Jones was born in Kent, England. His father was a Welsh printer and his mother an artist. Jones started publishing his drawings at an early age, and in 1909, he entered the Camberwell Art School, where he was introduced to the work of the Impressionists and Pre-Raphaelites.

With the outbreak of the First World War, Jones enlisted with the Royal Welch Fusiliers and served on the Western Front until the end of the war. His experiences in the trenches were to prove extremely important in his later painting and poetry.

Jones as Artist

After the war, Jones entered the Westminister School of Art, where he developed an interest in the art of William Blake. He soon realized that he could not reconcile his wartime experiences with the culture of an art school. In 1921, he met the artist Eric Gill. Gill ran the Guild of St. Joseph and St. Dominic, based on the medieval guild model. Jones joined the guild and learned wood and copper engraving and started producing book illustrations, principally for the St. Dominic's and Golden Cockerel presses. His major illustrated series include wood engravings produced for editions of The Book of Jonah, The Chester Play Of The Deluge, and Gulliver's Travels. He produced an important group of copperplate engravings for the Golden Cockerel Press edition of The Rime of the Ancient Mariner, but another series, for Aesop's Fables, was never produced in a full edition and is accordingly less well known. He also worked on several books published by Faber and Faber, including Eliot's The Cultivation of Christmas Trees.

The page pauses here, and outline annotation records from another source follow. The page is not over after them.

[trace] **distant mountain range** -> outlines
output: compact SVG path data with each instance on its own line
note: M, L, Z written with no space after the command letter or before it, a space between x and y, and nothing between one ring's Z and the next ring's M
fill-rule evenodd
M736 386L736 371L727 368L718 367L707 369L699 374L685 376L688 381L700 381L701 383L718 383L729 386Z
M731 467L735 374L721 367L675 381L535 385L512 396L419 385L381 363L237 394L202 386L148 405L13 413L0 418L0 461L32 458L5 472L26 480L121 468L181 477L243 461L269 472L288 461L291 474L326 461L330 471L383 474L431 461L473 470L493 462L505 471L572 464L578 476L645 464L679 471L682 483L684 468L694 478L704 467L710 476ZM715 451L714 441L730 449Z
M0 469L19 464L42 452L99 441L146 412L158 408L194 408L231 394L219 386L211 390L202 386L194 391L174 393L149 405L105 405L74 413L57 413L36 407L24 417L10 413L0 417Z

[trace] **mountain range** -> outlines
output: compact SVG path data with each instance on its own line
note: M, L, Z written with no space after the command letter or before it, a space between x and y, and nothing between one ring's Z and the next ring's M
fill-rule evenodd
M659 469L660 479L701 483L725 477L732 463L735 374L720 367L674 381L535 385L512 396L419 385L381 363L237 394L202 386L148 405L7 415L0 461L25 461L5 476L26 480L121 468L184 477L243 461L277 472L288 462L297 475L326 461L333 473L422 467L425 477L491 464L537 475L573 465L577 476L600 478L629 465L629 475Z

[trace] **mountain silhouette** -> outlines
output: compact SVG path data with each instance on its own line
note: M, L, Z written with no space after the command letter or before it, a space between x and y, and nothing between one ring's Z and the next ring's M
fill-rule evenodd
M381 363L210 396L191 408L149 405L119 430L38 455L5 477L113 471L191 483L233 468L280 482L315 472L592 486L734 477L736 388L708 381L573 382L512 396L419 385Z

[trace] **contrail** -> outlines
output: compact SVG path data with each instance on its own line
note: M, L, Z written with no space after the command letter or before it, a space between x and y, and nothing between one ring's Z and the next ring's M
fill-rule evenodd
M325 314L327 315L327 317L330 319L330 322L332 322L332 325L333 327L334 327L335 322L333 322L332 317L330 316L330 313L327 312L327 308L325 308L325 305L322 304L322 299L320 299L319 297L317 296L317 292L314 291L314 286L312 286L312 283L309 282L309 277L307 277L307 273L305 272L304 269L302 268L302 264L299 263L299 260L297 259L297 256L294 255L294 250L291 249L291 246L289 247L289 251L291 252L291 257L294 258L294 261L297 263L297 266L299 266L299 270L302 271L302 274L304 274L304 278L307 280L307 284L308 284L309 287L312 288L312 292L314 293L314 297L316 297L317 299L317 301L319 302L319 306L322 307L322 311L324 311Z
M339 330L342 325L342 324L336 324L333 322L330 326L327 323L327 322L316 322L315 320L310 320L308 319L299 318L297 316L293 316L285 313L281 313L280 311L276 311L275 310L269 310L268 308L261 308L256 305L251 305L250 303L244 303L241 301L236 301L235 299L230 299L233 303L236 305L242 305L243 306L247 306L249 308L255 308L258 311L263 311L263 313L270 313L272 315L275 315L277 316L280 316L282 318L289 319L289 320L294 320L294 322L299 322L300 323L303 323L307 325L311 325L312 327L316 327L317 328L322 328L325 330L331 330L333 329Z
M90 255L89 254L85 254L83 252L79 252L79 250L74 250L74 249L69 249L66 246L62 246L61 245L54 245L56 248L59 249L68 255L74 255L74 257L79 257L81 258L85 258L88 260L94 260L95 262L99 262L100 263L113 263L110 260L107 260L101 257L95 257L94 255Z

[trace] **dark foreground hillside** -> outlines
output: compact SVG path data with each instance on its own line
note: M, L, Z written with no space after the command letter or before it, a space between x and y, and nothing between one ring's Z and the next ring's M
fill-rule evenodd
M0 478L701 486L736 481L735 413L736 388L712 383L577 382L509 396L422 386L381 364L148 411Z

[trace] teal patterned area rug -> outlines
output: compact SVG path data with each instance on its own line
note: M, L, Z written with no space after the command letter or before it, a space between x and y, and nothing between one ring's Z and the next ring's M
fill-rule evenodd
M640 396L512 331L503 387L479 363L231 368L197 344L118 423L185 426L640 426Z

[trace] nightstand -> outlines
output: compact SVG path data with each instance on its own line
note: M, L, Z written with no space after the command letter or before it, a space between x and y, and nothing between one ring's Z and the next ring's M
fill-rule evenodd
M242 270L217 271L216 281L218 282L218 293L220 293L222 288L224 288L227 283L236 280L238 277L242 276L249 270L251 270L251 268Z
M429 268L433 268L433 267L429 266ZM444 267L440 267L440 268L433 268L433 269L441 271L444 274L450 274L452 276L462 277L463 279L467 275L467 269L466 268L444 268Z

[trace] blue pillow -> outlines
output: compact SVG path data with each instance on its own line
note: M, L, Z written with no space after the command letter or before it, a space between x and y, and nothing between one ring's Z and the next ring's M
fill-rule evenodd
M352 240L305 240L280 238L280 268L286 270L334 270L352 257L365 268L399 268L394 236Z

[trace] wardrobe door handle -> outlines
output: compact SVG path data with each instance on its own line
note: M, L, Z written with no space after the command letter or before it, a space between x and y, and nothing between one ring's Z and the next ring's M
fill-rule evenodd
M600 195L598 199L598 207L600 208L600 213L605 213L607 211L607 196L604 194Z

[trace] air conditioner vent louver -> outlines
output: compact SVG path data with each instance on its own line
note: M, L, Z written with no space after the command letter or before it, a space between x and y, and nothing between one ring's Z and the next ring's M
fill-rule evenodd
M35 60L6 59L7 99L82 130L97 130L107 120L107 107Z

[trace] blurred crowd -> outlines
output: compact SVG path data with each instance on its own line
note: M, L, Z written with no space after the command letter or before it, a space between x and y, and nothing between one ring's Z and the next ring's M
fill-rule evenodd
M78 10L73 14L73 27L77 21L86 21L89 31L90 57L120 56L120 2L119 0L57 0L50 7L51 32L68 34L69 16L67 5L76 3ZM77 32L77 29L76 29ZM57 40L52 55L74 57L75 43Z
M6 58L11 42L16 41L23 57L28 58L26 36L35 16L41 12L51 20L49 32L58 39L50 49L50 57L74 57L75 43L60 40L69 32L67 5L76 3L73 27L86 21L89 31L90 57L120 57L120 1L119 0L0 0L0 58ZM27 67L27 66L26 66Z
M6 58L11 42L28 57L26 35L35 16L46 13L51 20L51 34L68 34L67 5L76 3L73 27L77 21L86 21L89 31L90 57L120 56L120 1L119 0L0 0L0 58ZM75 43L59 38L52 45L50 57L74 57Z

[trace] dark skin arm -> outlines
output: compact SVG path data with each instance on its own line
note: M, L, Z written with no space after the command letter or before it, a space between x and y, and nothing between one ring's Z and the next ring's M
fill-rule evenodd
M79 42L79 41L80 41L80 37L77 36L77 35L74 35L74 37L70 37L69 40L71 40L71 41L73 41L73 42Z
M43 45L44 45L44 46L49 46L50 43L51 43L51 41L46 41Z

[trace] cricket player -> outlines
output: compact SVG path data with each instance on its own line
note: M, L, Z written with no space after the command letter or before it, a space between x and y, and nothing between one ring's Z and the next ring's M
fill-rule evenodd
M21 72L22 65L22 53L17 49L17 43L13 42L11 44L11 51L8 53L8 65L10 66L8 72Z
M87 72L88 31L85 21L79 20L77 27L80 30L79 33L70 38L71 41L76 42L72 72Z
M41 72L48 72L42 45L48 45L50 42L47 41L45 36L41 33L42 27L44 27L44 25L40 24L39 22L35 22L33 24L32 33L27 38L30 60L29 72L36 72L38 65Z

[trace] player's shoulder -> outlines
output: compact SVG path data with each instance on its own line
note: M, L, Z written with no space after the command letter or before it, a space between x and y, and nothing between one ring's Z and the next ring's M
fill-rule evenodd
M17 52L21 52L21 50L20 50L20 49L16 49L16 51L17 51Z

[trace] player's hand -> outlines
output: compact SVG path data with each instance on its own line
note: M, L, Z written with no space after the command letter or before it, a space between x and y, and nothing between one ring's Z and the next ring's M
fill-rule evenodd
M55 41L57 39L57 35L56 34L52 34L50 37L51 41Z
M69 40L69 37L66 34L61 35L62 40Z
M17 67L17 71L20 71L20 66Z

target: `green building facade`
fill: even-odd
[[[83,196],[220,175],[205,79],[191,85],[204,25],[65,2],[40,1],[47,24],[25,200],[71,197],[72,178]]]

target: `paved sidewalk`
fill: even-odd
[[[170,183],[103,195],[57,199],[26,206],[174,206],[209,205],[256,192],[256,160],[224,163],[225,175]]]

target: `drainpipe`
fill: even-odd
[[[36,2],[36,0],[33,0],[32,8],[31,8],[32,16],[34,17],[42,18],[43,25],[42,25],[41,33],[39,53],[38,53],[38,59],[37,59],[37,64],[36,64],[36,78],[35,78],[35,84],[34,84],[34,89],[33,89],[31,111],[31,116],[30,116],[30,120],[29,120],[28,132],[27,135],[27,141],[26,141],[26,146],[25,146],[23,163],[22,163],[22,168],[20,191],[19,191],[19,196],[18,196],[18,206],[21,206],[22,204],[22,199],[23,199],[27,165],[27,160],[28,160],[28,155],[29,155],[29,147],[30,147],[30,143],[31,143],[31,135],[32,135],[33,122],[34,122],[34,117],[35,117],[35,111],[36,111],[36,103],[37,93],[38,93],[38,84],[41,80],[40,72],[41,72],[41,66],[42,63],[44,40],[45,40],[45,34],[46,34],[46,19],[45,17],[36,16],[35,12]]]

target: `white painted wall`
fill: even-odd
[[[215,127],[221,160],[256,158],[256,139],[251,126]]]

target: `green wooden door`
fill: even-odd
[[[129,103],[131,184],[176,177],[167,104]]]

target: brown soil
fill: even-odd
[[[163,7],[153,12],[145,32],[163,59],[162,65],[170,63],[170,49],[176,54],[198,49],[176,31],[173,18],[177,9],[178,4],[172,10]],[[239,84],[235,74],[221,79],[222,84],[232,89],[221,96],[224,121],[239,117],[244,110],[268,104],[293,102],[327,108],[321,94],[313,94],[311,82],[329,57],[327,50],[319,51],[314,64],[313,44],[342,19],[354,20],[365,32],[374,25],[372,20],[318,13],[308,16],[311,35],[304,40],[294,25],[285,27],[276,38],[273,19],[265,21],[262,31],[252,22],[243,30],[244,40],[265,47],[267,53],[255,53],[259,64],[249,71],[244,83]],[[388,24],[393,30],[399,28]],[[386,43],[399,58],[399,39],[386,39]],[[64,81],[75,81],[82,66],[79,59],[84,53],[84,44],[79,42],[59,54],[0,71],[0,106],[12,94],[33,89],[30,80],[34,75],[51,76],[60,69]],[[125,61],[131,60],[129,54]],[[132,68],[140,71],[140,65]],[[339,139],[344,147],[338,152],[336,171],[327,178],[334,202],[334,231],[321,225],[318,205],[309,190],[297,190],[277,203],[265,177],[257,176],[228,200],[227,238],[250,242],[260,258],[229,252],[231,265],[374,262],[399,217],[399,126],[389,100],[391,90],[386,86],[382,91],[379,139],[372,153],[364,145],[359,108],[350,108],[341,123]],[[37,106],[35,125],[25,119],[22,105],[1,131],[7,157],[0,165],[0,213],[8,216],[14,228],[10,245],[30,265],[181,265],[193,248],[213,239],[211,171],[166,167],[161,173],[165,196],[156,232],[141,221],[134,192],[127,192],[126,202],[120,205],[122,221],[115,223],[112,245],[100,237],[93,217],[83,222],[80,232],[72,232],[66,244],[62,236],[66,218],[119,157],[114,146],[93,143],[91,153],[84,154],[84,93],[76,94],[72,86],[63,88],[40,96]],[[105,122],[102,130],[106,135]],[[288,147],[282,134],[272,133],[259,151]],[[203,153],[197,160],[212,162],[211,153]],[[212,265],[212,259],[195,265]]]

Around this time, he was received into the Catholic Church, changing his middle name from Walter to Michael to mark the event.

Jones became well known as an artist during his lifetime, working most characteristically in a mixture of pencil and watercolour that produces dense and busy works full of symbolism. His best-known works include those on legendary subjects, such as Trystan ac Esyllt (Tristan and Isolde), but he is also much admired for his painted inscriptions, which exert a continuing influence on calligraphers.

Jones as Poet

Although he had been trying to write about his wartime experiences for some time, it was not until 1937 that Jones published his long poem about life in the trenches, In Parenthesis, which was published by Faber & Faber with an introduction by T. S. Eliot. Written in a very free verse that at time approaches prose, the book won the Hawthornden Prize in the following year. In the poem, Jones drew on the Matter of Britain, including the works of Thomas Malory, to try to make sense of the carnage he witnessed in the trenches. Its principal imaginative source is an early Welsh text, Y Gododdin, which also describes a doomed military expedition.

His next book, The Anathemata appeared in 1952. Inspired in part by a visit to Palestine during which he was struck by the historic parallels between the British and Roman occupations of the region, the book draws on materials from early British history and mythology and the history and myths of the Mediterranean region to explore the possibility of small cultures resisting the power of empire.

For the rest of his life, Jones worked on a long poem, of which The Anathemata was intended to form part. Sections of this incomplete work were published in two posthumous volumes, The Sleeping Lord and Other Fragments and The Roman Quarry.

Jones the Essayist

Jones wrote a number of essays on questions of art, literature, religion and history. These were published in two collections, Epoch and Artist (1959) and The Dying Gaul (1978). One of the key points he returns to in these essays is that, in an increasingly utilitarian world, the value of art is its lack of any utilitarian value.